The Strategy pattern allows you to define a family of algorithms, encapsulate each one as a class, and make them interchangeable. This pattern lets the algorithm vary independently from the clients that use it.

// Strategy interface
class Strategy {
  execute(a, b) {
    throw new Error("This method should be overridden!");
  }
}

// Concrete strategies
class AddStrategy extends Strategy {
  execute(a, b) {
    return a + b;
  }
}

class SubtractStrategy extends Strategy {
  execute(a, b) {
    return a - b;
  }
}

class MultiplyStrategy extends Strategy {
  execute(a, b) {
    return a * b;
  }
}

class DivideStrategy extends Strategy {
  execute(a, b) {
    if (b === 0) {
      throw new Error("Division by zero!");
    }
    return a / b;
  }
}

// Context
class Calculator {
  constructor(strategy) {
    this.strategy = strategy;
  }

  setStrategy(strategy) {
    this.strategy = strategy;
  }

  executeStrategy(a, b) {
    return this.strategy.execute(a, b);
  }
}

Explaining the code

  1. Strategy Interface: The Strategy class defines an interface with an execute method that must be overridden by concrete strategy classes.

  2. Concrete Strategies: These classes extend the Strategy class and implement the execute method with specific algorithms.

  3. Context: The Calculator class acts as the context that uses a Strategy object.
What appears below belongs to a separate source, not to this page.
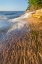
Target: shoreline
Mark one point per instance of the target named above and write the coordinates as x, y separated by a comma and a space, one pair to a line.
23, 44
    • constructor(strategy): Initializes the calculator with a specific strategy.
    • setStrategy(strategy): Allows changing the strategy at runtime.
    • executeStrategy(a, b): Executes the current strategy's algorithm.

Usage

const calculator = new Calculator(new AddStrategy());
console.log(calculator.executeStrategy(5, 3)); // Output:

calculator.setStrategy(new SubtractStrategy());
console.log(calculator.executeStrategy(5, 3)); // Output: 2

calculator.setStrategy(new MultiplyStrategy());
console.log(calculator.executeStrategy(5, 3)); // Output: 15

calculator.setStrategy(new DivideStrategy());
console.log(calculator.executeStrategy(6, 3)); // Output: 2

Summary

The code implements the Strategy pattern to perform different arithmetic operations (addition, subtraction, multiplication, division) using interchangeable strategy objects. The Calculator class uses these strategies to execute the desired operation, allowing for flexible and dynamic changes to the algorithm used at runtime.